Dirty Filthy Art

Studio 54, CBGB, seedy 42nd street, burned down buildings, disco, punk, Andy Warhol and the emergence of hip-hop all characterize New York’s past. The city’s gritty past has always fascinated. My mom told me stories of visiting the city in the 70’s.

She told me of seeing freaky people on the subway, burnt cars lining the streets of the South Bronx and the smell of garbage rotting. Instead of turning me off from New York, she managed to develop my fascination with the city.

The New York, I called home was very different from the decadent decay of the 70’s. Cupcake shops, a slew of Marc Jacobs shops and family friendly Times Square were more of a main stay. Therefore, I always looked for New York’s edge. One ghost of Manhattan past, which is still around is graffiti art.

When I walk anywhere from Nolita to the East Village, I keep my eyes open to graffiti. Nowadays, there’s less edgy graffiti. There is almost mural art, which randomly shows up in buildings from the Bowery to Layfette Street. It marks today’s interpretation of graffiti art.

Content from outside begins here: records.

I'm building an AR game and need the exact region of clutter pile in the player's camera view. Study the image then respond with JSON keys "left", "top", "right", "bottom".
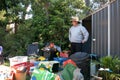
{"left": 0, "top": 42, "right": 69, "bottom": 80}
{"left": 0, "top": 42, "right": 90, "bottom": 80}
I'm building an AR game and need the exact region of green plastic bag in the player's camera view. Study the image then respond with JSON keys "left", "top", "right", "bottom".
{"left": 31, "top": 68, "right": 56, "bottom": 80}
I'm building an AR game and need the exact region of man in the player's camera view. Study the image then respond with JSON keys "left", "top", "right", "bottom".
{"left": 48, "top": 42, "right": 58, "bottom": 60}
{"left": 42, "top": 42, "right": 61, "bottom": 60}
{"left": 69, "top": 16, "right": 89, "bottom": 55}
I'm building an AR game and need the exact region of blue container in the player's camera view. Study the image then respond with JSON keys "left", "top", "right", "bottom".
{"left": 31, "top": 76, "right": 36, "bottom": 80}
{"left": 34, "top": 61, "right": 40, "bottom": 67}
{"left": 54, "top": 57, "right": 68, "bottom": 65}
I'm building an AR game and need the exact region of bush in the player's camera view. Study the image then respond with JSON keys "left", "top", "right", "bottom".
{"left": 98, "top": 56, "right": 120, "bottom": 80}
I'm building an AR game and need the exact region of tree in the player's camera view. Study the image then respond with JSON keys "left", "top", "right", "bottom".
{"left": 0, "top": 0, "right": 34, "bottom": 56}
{"left": 88, "top": 0, "right": 108, "bottom": 11}
{"left": 0, "top": 0, "right": 89, "bottom": 56}
{"left": 32, "top": 0, "right": 88, "bottom": 49}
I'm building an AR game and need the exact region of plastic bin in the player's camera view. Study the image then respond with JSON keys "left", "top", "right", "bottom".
{"left": 54, "top": 57, "right": 68, "bottom": 65}
{"left": 70, "top": 52, "right": 90, "bottom": 80}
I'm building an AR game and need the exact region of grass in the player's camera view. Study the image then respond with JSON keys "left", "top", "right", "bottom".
{"left": 3, "top": 60, "right": 10, "bottom": 66}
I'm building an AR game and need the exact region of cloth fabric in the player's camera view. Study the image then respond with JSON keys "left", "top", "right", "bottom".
{"left": 54, "top": 45, "right": 62, "bottom": 52}
{"left": 69, "top": 24, "right": 89, "bottom": 43}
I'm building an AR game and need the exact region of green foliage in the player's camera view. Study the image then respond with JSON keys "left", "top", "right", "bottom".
{"left": 32, "top": 0, "right": 88, "bottom": 49}
{"left": 0, "top": 10, "right": 7, "bottom": 45}
{"left": 0, "top": 10, "right": 6, "bottom": 21}
{"left": 99, "top": 56, "right": 120, "bottom": 80}
{"left": 2, "top": 20, "right": 35, "bottom": 56}
{"left": 0, "top": 0, "right": 89, "bottom": 56}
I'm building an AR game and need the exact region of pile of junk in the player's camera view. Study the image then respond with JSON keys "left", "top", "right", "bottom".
{"left": 0, "top": 42, "right": 95, "bottom": 80}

Authentic graffiti art often shows up in the doors of tenement buildings in the Lower East Side. I never really understand the writing, but the flamboyant letter fonts and sketching represent urban edge in the midst of gentrification. The most fun and unexpected place to see graffiti art is in bathrooms.

At bars and coffee shops, which line Ludlow Street, the bathrooms feature art on the walls. It is both an obscenity for the eyes (i.e. lots of penis drawings) and magical art. I sometimes, take longer in the bathroom just to observe art on the wall. It’s my own private modern art museum without the high-ticket prices.

New York has less graffiti these days. Recently, the New Museum had a display of an apartment door covered in art by the most famous street artist, Keith Haring. It displayed a time when the city was low on cash, but rich in experimental art. However, mainstream New York gets, it still lures the creative types. Although gentrification maybe here to stay, the city still is an exciting place to live. It also retains an appreciation for thinking outside the box.